Today I want to start with a pattern. People, children, women, men, like patterns. It gives them security and especially is this so when they first start. Patterns are always scaleable but rarely can you use the same pattern to draw around for a larger or smaller spoon shape. You must make patterns to sizes you want and this starts with a folded sheet of paper or card stock. Almost anything will do. Initially you want to find out if this is a one off task to make just one spoon or whether you will continue making spoons to incorporate them into your worklife as a craftsman or woman. It’s unfortunate if you make just one and do little more of this type of work. That will most likely mean you will never become a master of the skill. Becoming a master demands rote practice to become efficient, proficient and economic. This level of coherence meets the demand to produce quality work at a speed that we can feel demands something of us without feeling the drivenness we see in factorial mass manufacturing. I think this is often key to heightened fulfillment in that we develop skill and dexterity in our work, train our bodies and minds by self discipline and create from our whole being something that didn’t exist. It’s also important to see that if we work for skill, to master the strokes we use so that we predict the outcome minute fractions of a second before they come from the tool’s edge, we become controlled in our work and so control what, how, when and where we make.
Folding the piece of paper presents us with a tablet to draw on. The fold becomes the centerline of the spoon we will make. This practice is common, simple, quick, effective and accurate. You can complicate it if you want to but I suggest you take the risk and freeform right from the beginning. As I said, spoons come in all shapes and sizes. Large or small, the process, different patterns and so on for making the spoon remain the same.
If you have an existing spoon size and shape you like you can use that for a pattern too, or even make your shop pattern from that.

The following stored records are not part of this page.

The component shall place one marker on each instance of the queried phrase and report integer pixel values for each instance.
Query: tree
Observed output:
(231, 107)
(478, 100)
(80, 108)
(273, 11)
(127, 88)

In my case, I always make patterns so that I have a permanent collection of template shapes and a record to pick from as, if and when I need. For this I use old plastic lottery or shop signs discarded at the back of shops or from old sales signs anywhere I can get them. I still make the paper or cardboard pattern and transfer it to the sign material. Using a sharp, pointed knife score-cuts the surface and the material readily snaps to the cut line on straights and curves alike.